The little boy and his sister, lived next to the German border, they often watched the trains go past, this was not a passenger train it was a cattle train this time. They heard people crying out, water, water.
Later they knew the people in the train were prisoners on the way to camps in Germany.
The little boy saw people being executed as some of the people were forced to watch.
He saw a hand sticking up in the dirt it was still moving, what could he do, he was only a little boy 8 years old.
I lost two of my immediate family members shot dead by the German's

The war broke out in ‘40. I was three years old, having been born in September of ‘37. “My dad went to Germany he would not be back for several years.
He went there out of his own free will, believing that he could do more for his family that way, before he would be forced to go.
My dad loved the German people and they loved him. (Not the Nazi’s)
Dad was able to send money home and other people who were later forced to go could not do this he also helped some German friends.
It was up to my mom now to take care of her two children my sister Greetje and I, and find food for us all.

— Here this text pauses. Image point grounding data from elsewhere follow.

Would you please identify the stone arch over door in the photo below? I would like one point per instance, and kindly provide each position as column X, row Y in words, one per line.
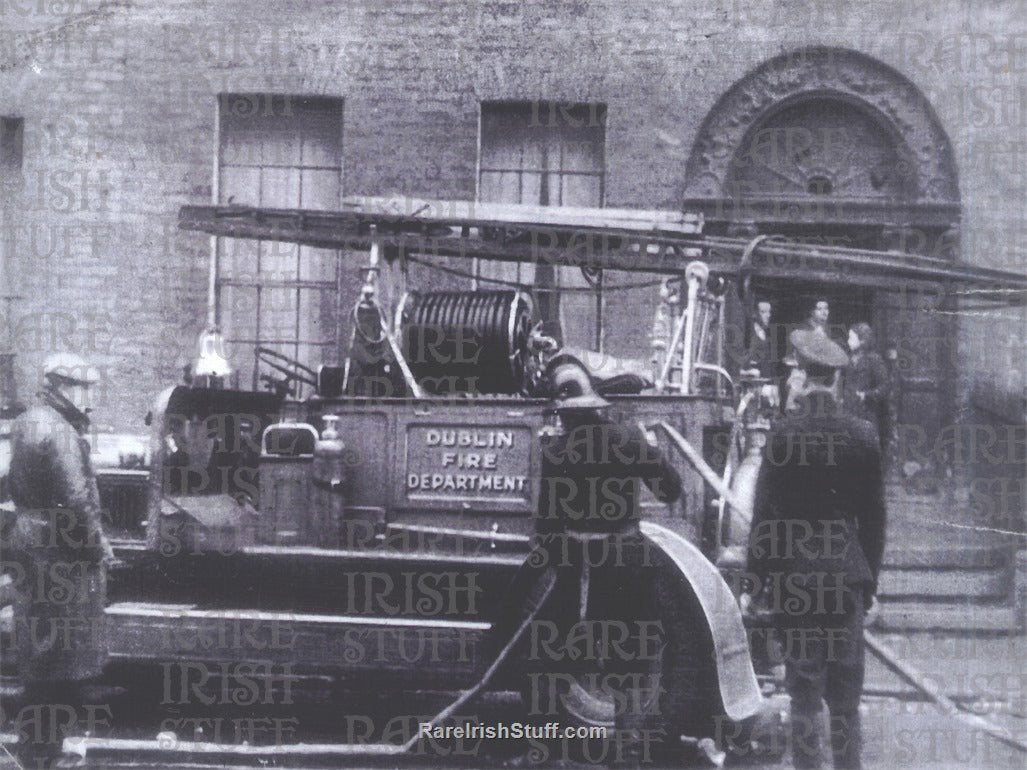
column 829, row 143
column 876, row 94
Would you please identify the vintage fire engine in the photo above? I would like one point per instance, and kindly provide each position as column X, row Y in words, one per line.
column 363, row 522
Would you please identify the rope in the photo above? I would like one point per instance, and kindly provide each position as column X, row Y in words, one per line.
column 529, row 286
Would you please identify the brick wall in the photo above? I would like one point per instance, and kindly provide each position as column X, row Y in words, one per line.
column 118, row 102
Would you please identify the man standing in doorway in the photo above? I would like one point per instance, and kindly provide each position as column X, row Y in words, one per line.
column 760, row 352
column 815, row 547
column 819, row 315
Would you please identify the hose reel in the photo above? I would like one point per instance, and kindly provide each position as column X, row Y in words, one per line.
column 467, row 342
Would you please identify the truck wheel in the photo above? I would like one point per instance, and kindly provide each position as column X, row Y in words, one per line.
column 666, row 687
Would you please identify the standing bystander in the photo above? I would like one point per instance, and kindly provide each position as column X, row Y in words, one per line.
column 815, row 547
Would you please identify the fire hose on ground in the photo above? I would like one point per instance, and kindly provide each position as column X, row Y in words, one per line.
column 168, row 743
column 880, row 651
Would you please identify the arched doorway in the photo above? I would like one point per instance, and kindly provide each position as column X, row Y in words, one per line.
column 828, row 145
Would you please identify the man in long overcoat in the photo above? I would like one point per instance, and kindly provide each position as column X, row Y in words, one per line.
column 815, row 547
column 60, row 543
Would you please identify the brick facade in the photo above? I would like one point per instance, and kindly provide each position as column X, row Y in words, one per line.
column 118, row 102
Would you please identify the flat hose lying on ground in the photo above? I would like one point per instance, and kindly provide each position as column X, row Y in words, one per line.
column 165, row 744
column 912, row 677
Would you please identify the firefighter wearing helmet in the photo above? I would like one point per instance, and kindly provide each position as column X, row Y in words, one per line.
column 592, row 473
column 62, row 548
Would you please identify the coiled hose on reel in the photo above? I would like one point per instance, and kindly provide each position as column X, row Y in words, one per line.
column 466, row 342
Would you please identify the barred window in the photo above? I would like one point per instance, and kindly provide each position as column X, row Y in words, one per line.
column 547, row 153
column 278, row 152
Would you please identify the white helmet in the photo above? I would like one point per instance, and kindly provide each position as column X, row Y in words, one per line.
column 69, row 369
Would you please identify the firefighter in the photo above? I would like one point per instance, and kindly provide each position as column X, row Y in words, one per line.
column 815, row 547
column 64, row 553
column 593, row 470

Living in the North of Holland, only several hours away from the farmers, the first few years were not too bad for us, but that slowly changed. My mother had to sell her best linens, her gold watch and sewing machine for food.
The farmers did not care to receive money as it was worth nothing, so anything of value had to go.
A bottle of oil, a very valued commodity, would sell for $250.00 guilders.
My mother would bring home dried fish that stank something awful. We had to eat it anyway.
Looking back it still amazes me how resourceful people are when they have to be.
I would go to where coal was loaded onto trains, and take with me a small broom and dustpan and bring home coal dust. We would chew tar and turned it into chewing gum. It also whitens your teeth.

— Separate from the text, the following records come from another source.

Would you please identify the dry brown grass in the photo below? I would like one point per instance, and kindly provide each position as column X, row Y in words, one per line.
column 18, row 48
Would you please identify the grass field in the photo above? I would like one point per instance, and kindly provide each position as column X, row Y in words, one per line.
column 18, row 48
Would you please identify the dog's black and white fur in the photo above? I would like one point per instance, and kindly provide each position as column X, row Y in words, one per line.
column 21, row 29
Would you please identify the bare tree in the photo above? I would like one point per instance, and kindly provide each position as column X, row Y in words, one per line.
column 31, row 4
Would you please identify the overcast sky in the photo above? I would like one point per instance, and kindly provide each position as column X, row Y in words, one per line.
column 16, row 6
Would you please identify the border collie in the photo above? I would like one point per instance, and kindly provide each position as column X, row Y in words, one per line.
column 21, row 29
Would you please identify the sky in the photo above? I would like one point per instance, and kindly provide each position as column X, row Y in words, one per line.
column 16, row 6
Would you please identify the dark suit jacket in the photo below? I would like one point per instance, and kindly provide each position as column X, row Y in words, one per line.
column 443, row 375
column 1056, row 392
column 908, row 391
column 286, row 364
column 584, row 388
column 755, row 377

You could do the same with grain. We kids would go to where the grain was being loaded onto trains, and we would pick up what had fallen on the ground. It takes a long time to chew that grain, but believe me it will turn into gum.
Sometimes we were lucky and had a piece of real chewing gum. We kids would take some sugar to give it some flavor again after we had been chewing it for some time and all the flavors had left.
At night we wound it around the iron bed post.

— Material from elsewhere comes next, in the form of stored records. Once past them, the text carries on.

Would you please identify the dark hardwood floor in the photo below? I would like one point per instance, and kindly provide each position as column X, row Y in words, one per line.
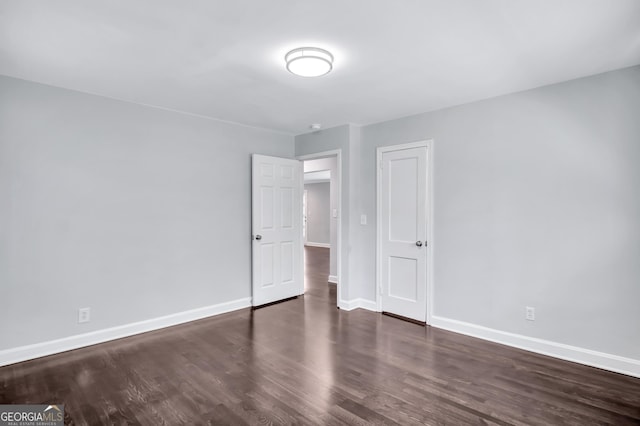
column 306, row 362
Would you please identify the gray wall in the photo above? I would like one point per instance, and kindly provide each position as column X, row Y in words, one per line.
column 318, row 212
column 133, row 211
column 537, row 203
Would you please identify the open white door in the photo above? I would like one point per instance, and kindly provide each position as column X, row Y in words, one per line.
column 277, row 229
column 403, row 231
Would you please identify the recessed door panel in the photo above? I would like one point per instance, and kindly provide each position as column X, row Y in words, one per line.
column 287, row 209
column 403, row 200
column 266, row 275
column 403, row 278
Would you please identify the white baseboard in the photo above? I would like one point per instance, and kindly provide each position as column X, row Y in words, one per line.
column 349, row 305
column 323, row 245
column 605, row 361
column 24, row 353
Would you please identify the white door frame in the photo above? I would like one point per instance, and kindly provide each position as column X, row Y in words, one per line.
column 430, row 243
column 338, row 154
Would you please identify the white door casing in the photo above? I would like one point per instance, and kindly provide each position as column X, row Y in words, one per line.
column 403, row 244
column 277, row 270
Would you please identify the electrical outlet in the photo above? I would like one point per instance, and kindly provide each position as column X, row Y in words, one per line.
column 530, row 314
column 84, row 315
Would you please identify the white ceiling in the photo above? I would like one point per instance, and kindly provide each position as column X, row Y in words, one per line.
column 224, row 59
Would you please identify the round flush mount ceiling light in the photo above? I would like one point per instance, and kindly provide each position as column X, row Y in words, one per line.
column 309, row 61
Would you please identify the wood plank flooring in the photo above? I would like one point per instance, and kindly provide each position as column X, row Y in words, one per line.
column 305, row 362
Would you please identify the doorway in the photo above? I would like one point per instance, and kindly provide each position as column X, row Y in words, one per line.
column 322, row 213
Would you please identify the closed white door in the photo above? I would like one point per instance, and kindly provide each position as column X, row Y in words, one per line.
column 277, row 229
column 403, row 232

If friends had gum and asked if you wanted to come out and play with them, you would tell them: “Sure if I can have your gum.” “Okay but only for awhile”
Later came bubble gum, and because of the sharing, we would all have sores around our mouth.
Would you like to know what happens to gum if you chew it for days? It crumples up into nothing. (It does take several days)

We may have been kids but we did things that were beyond our age.
We would climb onto trucks loaded with sugar beets, and throw them off the truck so people could make sugar.
I remember that one day I was about six years old, when I was sent shopping at the corner store for groceries. I could see from the store the school the Germans occupied, as it was around the corner of our street.
I saw a truck heaped high with coal. I saw no Germans, so I climbed onto that truck and started to shove the coal down.

What was amazing was how quickly people realized what was going on. They came with buckets and pails to scoop up what they could. When others took over from me to shovel more coal down, I ran home to tell mother at home to get some for us too.
The Germans let us be for a while they must have known what was going on. Most of them were mere boys.
We were also sustained by the soup kitchen. One of our neighbors called to say that there was meat in the soup that day. Quickly I was sent to get some of that good stuff. In the meantime, our neighbors had found the source of the meat, it was the tail of a mouse. I can't remember if we ate that soup.